Allen die mir dabei geholfen haben, nochmals vielen herzlichen Dank.

/ 1/ Besonders bedanken möchte ich bei den Herren Alexnat, Grutschus, Toffeleit, Spiwoks, Prof. Sallmon, Schlusnus, Bruno und Werner Wessalowski für Ihre Hinweise. Außerdem Anna und Hans Jürgen Labinski und Frau Gertraude Labinsky für die gute Zusammenarbeit
/ 2/ siehe dazu auch Artikel im Heimatbrief 1991 und 1995
/ 3/ noch in der Namensliste im Heimatbrief 2007 genannt.
/ 4/ mein Vater musste nicht zum Volkssturm, er war kurz vorher operiert worden.

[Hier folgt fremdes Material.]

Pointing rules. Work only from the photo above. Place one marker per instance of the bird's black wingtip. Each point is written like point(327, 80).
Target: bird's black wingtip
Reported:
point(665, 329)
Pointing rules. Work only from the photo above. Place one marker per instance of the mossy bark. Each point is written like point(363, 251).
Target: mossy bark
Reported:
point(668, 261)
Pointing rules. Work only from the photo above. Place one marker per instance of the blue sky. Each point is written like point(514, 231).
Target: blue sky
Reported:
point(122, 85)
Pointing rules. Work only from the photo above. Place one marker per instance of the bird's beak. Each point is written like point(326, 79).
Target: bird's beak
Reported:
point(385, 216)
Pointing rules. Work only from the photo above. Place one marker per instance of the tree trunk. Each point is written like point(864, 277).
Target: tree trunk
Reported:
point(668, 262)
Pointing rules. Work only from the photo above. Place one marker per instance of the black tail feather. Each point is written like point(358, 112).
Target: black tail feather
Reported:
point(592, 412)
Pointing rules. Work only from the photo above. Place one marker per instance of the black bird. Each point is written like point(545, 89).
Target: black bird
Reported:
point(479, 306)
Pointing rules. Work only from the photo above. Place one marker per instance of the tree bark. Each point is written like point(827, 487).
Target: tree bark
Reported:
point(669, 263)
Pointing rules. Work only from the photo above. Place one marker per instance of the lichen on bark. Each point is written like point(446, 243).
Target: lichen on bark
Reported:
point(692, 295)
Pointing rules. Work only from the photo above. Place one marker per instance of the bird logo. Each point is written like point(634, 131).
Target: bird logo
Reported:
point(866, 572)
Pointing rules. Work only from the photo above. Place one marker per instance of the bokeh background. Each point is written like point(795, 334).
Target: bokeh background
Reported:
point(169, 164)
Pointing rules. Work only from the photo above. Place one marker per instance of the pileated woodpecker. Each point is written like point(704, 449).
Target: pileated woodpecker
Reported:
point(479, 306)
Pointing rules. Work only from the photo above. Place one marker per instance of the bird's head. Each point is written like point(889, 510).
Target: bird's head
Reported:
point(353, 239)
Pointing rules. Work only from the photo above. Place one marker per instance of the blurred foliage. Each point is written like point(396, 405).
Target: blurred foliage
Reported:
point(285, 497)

/ 5/ in der Heiratsurkunde wird der Name bei - erschienen - als Labinsk y, und bei - vorgelesen und unterschrieben - als Labinsk i geschrieben.
/5.1 / im Archiv Leipzig , KB B2115, gefunden: Carl Labinski, Hirt und Witwer in Neu-Gud?(wallen), 44J, oo 1864 Charlotte Battchen aus Menturen, 37 J. Dieser Carl ist wahrscheinlich der Vater von Ferdinand.
/ 6/ wahrscheinlich ist hier ein Kätner gemeint.
Die Kätner besaßen lediglich ein kleines Stück Ackerland oder nur einen Garten.
Sie leisteten Handdienste auf den Gütern als Entgelt für ihre geringfügige Landnutzung, oder sie arbeiteten beim Bauer. Sie lebten in den dort angesiedelten Insten, waren aber auch Handwerker.
Zur Veränderung und Verarmung der ländlichen Gesellschaft und Zunahme der Besitzlosen um 1800 :
- Moderne preussische Geschichte, 1648- 1947, Otto Büsch,
- Georg Friedrich Knapp: Die Bauernbefreiung und der Ursprung der Landarbeiter in den älteren Teilen Preußens T1./ Wikipedia, und
- Gutsherrlich-bäuerliche Verhältnisse in Ostpreußen nach den Akten der Gutsarchive zu Angerapp, Dr. Karl Böhme.( im web zu finden )
/ 7/ eine CD dazu hat das Archiv des Heimatbriefes erhalten.